We used data from a unique 15-year long rainfall manipulation experiment at the Konza Prairie Biological Station in northeastern Kansas, USA, to determine how altered precipitation patterns (fewer, larger events) impacted plant species composition and structure in an annually burned, ungrazed, native tallgrass prairie. We tested two hypotheses. First, based on the HRF, we predicted that directional change in grass and forb cover and richness and community composition would eventually occur after a lag period under the altered precipitation treatment.
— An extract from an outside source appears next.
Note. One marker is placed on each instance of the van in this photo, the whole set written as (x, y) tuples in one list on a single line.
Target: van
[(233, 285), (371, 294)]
Second, we predicted that change in cover and composition under altered precipitation would be driven by the response of forbs more so than grasses because the dominant grasses are reported to be buffered against precipitation variability1,44 and changes in the cover and richness of forbs contribute disproportionately to community responses to other drivers in this grassland3,5,6.


Rainfall Regime

Growing-season rainfall averaged 404.0 mm (±2.0 se) from 1997 through 2012. From May through September an average of 29 ambient rainfall events occurred per year, with an average of 18 events >5 mm. The altered precipitation treatment resulted in an average of 12 rainfall events per year, with 10 events >5 mm (Fig. 1a). Mean length of dry periods between events averaged 8.7 (±1.9 se) days for ambient and 16.2 (±3.7 se) days for altered treatments (Fig. 1b). The nearly 100% increase in mean length of dry periods in altered compared to ambient treatments was due to the removal of multiple small rain events, which were most frequent on average during the months of May, June and August. Mean event size averaged 20.6 mm (±3.3 se) and 38.8 mm (±7.4 se) for ambient and altered precipitation treatments, respectively (Fig. 1c).

Figure 1

Growing season precipitation parameters between ambient and altered treatments (fewer, larger rain events) from 1997 (pretreatment year) through 2012.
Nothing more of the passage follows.